The thing that people who spend most of their time in the open world benefit from the most is the skill system.  Any type of mayhem you cause, be that near misses, slamming through fences, or drifting like a madman, contributes to an ever building skill chain.  The chain breaks when you smash hard into a tree, wall, or other car.  But if you manage to go a few seconds without increasing your chain or hitting anything, you then bank the points that you were building up.  It’s a nice risk/reward system that is almost exactly the same as it was in Forza Horizon 2.  The problem is that it doesn’t really get you anything.  Most of the skills you can spend points on just allow you to get more skills.  There are a few standouts, like fast travel anywhere, that you can build to, but you also don’t miss much by not engaging with the system at all.  Forza Horizon 3 didn’t need a skill tree to be a great game, but it’s disappointing that the one that is there is still useless.

Forza Horizon 3 Fence Smash

The racing is a lot of fun in Forza Horizon 3, as is just roaming the countryside.  But the franchise is in desperate need of a shakeup when it comes to side activities.  Showcase events are still a nice visual showpiece, but they are starting to lose their luster.  Barn finds are still cool and much less annoying than they were in Forza Horizon 2, but they also haven’t changed much since the first game.  Illegal street races are back, but they feel like an afterthought.  If it wasn’t for the improved bucket list challenges, I think I would have spent 80 percent of my time racing.  And that’s a shame because the open world in Forza Horizon 3 is a lot more fun to explore than it was in Forza Horizon 2.  I often found myself either messing around with jumps or just driving into the distance to see what I could find.  I just wish the activities in the game encouraged this more.

The game also lacks a lot of the personality that made the first game so great.  You’re now the boss of the festival, and Keira keeps mentioning that you’re the boss of the festival, but you never really feel like the boss of the festival.  It doesn’t even really feel like there is a festival.  In the first game, the festival was an integral part of the experience.  It was the centerpiece that you would keep returning to.  And at each level you had a rival with a personality that you were trying to beat.  Forza Horizon 2 lost all of that, and this game doesn’t bring any of it back.  A racing game doesn’t need a story per se, but the original Forza Horizon was great at setting a tone that both sequels have failed to deliver on.

Forza Horizon 3 City Skyline

Forza Horizon 3 also has all the same multiplayer features that Forza Horizon 2 had.  You can group up with people to race or compete in other game modes online.  You can also now team up with three other people to play through the campaign.  Clubs are back, as are community created paint jobs, and every car has an XBLA name over it.  You can also now hire up to four friends to help you run the festival.  They don’t actually do anything, you just get bonuses to fans, money, and XP based on their in-game level.  In my opinion Forza Horizon 3 would be just as good of a game if you unplugged your internet, but these features are there and all work properly for people who want to engage with them.

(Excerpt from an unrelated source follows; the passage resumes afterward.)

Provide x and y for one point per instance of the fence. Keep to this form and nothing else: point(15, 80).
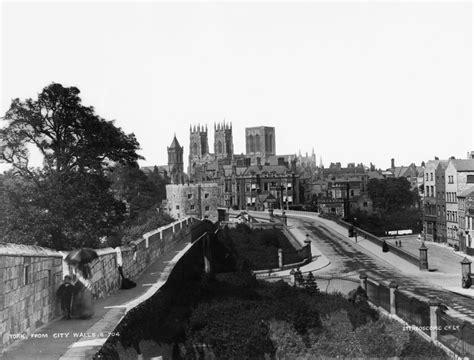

Saying that Forza Horizon 3 is the best open world racer of this generation is not saying much.  The only real competition is its inferior predecessor and some mediocre Need for Speed games.  But that shouldn’t take away from the game’s accomplishments.  Playground Games has managed to create a great racing game that can appeal to the entire spectrum of players.  They have also created a world that is fun to explore and breathtaking to look at.  The franchise needs to shake things up more in the next installment, but Forza Horizon 3 is a great game nonetheless.